Visual representation of the Orthogonal Distance Regression (ODR) fits for both macromolecules and iron content. This regression method is suited when the errors on the independent variables cannot be ignored. The fits were performed separately for the two relaxing agents. The numerical results of the fits, including their standard errors, are reported, in addition to the (relative) residual variance, i.e. the fraction of the variance in the dependent variable that cannot be explained by the model.

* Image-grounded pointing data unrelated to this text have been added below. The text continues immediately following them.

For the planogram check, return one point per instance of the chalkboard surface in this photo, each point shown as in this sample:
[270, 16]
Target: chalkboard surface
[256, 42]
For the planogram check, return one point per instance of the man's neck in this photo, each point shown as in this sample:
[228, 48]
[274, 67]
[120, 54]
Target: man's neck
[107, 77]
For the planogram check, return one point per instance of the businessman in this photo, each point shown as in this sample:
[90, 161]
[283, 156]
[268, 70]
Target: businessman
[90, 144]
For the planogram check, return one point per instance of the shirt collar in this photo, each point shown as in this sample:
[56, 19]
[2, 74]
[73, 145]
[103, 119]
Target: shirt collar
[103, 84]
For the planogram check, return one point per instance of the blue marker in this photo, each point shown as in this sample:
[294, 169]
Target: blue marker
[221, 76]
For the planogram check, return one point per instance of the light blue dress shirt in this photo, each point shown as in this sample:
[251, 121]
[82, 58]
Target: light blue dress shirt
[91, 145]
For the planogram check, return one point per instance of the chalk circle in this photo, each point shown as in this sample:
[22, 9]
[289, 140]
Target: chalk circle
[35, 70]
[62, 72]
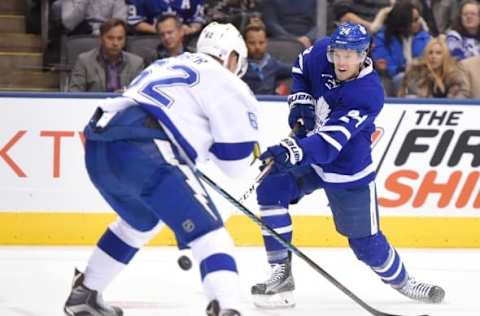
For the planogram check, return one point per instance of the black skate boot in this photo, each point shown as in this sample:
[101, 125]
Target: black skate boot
[421, 291]
[277, 291]
[213, 309]
[85, 302]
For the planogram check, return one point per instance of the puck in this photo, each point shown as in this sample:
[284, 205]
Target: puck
[184, 262]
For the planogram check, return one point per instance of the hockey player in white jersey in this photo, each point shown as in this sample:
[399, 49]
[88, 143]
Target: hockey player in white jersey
[193, 105]
[337, 95]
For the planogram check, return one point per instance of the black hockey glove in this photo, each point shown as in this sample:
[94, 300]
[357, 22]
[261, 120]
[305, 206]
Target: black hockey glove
[285, 155]
[302, 108]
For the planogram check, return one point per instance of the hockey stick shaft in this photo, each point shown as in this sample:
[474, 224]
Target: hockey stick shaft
[290, 246]
[265, 170]
[199, 174]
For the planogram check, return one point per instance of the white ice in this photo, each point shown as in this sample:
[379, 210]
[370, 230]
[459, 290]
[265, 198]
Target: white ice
[34, 281]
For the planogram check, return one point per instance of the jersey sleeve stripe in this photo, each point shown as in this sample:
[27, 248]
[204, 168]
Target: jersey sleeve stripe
[297, 70]
[343, 178]
[232, 151]
[336, 128]
[331, 141]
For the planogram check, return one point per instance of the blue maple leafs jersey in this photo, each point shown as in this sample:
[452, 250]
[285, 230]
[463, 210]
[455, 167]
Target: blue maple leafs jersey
[339, 148]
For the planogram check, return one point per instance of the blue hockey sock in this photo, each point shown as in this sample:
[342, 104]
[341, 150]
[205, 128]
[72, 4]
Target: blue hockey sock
[279, 220]
[379, 255]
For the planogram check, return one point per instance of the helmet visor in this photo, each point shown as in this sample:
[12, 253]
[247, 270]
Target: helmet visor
[345, 56]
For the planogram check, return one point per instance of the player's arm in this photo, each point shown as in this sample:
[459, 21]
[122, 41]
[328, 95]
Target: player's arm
[300, 101]
[324, 145]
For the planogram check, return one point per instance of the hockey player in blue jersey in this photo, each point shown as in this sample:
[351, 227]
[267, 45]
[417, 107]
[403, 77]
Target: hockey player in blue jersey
[336, 95]
[136, 150]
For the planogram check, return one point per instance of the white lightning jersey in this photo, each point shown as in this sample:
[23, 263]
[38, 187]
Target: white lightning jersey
[207, 108]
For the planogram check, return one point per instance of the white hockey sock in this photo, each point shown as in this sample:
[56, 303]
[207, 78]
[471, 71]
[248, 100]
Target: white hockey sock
[221, 284]
[101, 270]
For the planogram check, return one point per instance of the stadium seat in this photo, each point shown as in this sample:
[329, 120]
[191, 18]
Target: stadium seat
[143, 45]
[284, 50]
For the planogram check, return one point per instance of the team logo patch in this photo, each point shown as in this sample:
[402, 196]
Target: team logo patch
[188, 225]
[253, 120]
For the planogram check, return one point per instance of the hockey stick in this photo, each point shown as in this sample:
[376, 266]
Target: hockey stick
[268, 167]
[291, 247]
[199, 174]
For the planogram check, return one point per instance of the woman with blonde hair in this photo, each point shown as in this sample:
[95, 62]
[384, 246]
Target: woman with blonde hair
[435, 75]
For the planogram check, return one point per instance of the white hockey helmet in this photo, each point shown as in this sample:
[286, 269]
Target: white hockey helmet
[219, 40]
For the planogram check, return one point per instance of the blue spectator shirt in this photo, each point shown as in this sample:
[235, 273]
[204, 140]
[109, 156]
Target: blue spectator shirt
[393, 54]
[190, 11]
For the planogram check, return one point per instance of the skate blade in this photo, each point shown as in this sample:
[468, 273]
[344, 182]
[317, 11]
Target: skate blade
[274, 301]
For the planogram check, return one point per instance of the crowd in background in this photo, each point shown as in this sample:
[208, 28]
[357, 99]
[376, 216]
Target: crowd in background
[420, 48]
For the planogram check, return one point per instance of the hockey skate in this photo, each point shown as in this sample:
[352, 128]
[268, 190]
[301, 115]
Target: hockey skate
[213, 309]
[277, 291]
[85, 302]
[421, 291]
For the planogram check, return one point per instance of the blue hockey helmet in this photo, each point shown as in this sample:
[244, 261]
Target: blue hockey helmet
[349, 36]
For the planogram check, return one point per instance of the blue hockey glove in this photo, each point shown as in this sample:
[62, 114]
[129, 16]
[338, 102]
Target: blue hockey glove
[285, 155]
[302, 108]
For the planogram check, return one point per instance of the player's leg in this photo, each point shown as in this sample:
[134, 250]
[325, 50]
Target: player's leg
[179, 200]
[119, 243]
[355, 213]
[274, 194]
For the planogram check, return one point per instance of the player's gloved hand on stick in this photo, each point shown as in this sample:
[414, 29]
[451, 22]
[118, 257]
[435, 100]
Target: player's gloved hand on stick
[285, 155]
[302, 109]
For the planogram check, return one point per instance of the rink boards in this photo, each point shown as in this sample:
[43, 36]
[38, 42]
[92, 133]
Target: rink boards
[427, 154]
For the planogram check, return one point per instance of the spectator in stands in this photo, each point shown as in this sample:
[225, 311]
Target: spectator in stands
[400, 41]
[291, 20]
[439, 14]
[464, 38]
[368, 13]
[238, 12]
[86, 16]
[264, 72]
[142, 14]
[472, 66]
[435, 75]
[170, 31]
[107, 68]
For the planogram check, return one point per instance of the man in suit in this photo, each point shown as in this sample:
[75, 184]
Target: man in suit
[106, 68]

**Fig.4: The group average and the standard deviation of the myelin and iron maps.**

$$$X_\mathrm{My}$$$ and $$$X_\mathrm{Fe}$$$ are myelin and iron maps obtained by applying the linear model (with the parameter values obtained with the ODR fits) to the relaxation maps $$$R_1$$$ and $$$R_2^*$$$. Realistic values are reproduced in almost all voxels. The larger biases and inferior reproducibility originating from $$$R_2^*$$$ maps affects both estimates similarly.

**Fig.5: ROI-based validation of the myelin and iron maps.**

The mean values of the myelin and iron content group averages are calculated in each Region-Of-Interest (ROI) (and weighted for the inverse of the group variance). These are compared with the values from the literature^{5,6,7,8} (as reported in Fig.[1]). For all ROIs the values are within their respective standard deviations. The abbreviations for the ROIs were introduced in Fig.[1].